American Egyptologist

William Ayres Ward (June 10, 1928 – September 13, 1996) was an American Egyptologist.

==Biography==
Born in Chicago, Ward studied at the Butler University in Indianapolis and received his B.A. in History of religions in 1951. Then, he attained a MA in Egyptology at the University of Chicago in 1955 and a PhD in Semitic languages at the Brandeis University in 1958. He then taught in Beirut, first at the Beirut College for Women and later, since 1963, at the American University of Beirut. From 1986 until his death in 1996, he was a visiting professor at Brown University in Providence, Rhode Island.

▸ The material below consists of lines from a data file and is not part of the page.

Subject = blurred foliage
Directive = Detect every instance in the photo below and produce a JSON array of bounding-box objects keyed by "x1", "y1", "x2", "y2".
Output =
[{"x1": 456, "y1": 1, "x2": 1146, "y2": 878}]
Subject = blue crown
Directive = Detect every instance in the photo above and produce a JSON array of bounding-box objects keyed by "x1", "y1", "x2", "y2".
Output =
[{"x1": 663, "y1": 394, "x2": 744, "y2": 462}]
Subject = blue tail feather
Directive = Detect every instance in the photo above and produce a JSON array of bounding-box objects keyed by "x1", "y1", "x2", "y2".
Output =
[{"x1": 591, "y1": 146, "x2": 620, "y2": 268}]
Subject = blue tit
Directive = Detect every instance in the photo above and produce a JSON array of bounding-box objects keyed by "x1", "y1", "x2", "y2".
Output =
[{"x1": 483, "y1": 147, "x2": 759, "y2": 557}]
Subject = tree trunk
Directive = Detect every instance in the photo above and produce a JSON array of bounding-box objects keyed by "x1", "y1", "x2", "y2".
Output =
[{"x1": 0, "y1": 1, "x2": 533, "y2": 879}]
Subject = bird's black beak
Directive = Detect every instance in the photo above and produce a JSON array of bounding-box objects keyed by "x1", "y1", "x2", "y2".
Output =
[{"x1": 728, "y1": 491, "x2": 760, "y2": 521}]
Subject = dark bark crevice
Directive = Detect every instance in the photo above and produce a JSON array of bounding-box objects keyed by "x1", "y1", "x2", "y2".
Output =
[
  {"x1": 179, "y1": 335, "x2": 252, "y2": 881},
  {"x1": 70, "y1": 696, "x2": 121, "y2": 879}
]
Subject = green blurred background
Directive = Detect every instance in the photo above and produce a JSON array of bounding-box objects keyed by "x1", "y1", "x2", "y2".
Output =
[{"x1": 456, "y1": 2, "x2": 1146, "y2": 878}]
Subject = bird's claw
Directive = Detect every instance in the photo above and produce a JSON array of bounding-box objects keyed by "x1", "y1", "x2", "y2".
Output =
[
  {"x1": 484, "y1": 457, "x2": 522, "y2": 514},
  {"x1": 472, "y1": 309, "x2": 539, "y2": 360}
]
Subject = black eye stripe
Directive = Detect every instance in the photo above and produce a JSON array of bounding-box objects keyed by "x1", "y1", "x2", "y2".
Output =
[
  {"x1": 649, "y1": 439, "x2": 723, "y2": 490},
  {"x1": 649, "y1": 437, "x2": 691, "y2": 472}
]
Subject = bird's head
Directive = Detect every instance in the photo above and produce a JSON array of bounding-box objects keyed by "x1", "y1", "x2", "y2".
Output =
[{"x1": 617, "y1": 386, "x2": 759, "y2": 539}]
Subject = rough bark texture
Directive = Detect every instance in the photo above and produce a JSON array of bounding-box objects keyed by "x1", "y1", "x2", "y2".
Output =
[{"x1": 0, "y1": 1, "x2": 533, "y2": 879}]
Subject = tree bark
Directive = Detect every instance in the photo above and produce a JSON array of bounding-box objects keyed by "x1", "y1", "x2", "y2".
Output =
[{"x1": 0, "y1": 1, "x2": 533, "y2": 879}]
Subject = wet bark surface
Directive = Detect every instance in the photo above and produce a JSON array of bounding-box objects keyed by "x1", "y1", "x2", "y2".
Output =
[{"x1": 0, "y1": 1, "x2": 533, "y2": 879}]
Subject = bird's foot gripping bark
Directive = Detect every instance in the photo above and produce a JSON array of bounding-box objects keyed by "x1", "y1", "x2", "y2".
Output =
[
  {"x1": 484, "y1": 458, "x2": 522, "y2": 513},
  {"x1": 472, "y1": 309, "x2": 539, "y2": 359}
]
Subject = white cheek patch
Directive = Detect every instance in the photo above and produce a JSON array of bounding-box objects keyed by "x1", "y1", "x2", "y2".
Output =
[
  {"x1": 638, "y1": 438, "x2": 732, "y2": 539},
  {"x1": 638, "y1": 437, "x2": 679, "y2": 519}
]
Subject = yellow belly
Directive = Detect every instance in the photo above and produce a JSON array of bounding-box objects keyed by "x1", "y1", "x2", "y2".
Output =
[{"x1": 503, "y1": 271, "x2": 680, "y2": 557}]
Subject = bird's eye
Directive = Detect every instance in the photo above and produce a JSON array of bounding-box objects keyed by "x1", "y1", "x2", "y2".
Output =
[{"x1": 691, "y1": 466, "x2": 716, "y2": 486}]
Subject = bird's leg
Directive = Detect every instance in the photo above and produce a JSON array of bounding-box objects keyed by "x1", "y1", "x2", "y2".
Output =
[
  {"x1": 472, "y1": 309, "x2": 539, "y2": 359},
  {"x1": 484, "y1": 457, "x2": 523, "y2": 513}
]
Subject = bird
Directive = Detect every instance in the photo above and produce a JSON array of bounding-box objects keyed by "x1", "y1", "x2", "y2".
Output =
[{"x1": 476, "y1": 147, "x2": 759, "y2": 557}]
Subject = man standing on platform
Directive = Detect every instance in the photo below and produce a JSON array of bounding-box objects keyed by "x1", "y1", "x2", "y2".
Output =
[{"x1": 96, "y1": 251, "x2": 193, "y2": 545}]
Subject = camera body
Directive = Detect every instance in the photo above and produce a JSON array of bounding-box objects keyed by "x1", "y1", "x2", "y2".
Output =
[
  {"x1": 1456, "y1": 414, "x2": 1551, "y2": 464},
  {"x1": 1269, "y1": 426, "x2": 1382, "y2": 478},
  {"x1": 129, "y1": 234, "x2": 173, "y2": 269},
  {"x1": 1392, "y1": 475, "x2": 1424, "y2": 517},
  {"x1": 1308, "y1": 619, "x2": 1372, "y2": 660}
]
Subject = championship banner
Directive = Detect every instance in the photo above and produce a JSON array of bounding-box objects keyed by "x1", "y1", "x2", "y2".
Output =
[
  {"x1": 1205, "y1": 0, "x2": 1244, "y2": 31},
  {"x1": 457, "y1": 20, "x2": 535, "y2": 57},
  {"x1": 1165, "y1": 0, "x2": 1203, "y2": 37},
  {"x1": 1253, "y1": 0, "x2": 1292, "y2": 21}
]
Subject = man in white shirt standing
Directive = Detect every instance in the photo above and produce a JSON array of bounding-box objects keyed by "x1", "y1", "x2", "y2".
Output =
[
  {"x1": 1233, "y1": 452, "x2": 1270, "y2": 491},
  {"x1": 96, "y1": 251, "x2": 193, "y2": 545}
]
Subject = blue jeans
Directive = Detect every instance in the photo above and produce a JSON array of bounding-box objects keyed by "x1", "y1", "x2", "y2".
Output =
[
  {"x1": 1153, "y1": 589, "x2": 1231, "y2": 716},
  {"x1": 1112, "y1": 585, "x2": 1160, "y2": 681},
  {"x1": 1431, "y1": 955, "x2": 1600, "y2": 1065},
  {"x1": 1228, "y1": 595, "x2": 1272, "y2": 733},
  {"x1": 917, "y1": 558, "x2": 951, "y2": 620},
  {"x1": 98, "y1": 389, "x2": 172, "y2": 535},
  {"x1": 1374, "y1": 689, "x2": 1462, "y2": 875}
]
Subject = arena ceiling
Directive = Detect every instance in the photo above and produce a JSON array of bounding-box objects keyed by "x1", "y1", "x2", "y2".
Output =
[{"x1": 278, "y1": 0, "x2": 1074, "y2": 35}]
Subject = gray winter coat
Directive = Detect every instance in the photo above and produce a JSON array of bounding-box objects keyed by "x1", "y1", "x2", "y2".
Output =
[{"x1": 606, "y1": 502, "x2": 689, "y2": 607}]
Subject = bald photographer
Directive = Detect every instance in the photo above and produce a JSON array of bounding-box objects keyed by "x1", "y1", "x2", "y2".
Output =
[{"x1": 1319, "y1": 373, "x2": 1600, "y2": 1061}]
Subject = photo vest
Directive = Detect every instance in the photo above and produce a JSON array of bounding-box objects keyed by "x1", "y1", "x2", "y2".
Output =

His main areas of research included the relations between Egypt and Levant, Egyptian-Semitic etymology, as well as scarabs and titles of the Old and Middle Kingdom of Egypt.

== Sources ==
- Leonard H. Lesko (ed.), Ancient Egyptian and Mediterranean Studies in Memory of William A. Ward. Department of Egyptology Brown University, Providence 1998, ISBN 0-9662685-0-4.
- Morris L. Bierbrier, Who was who in Egyptology. 4th revised edition. Egypt Exploration Society, London 2012, ISBN 978-0-85698-207-1, p. 267.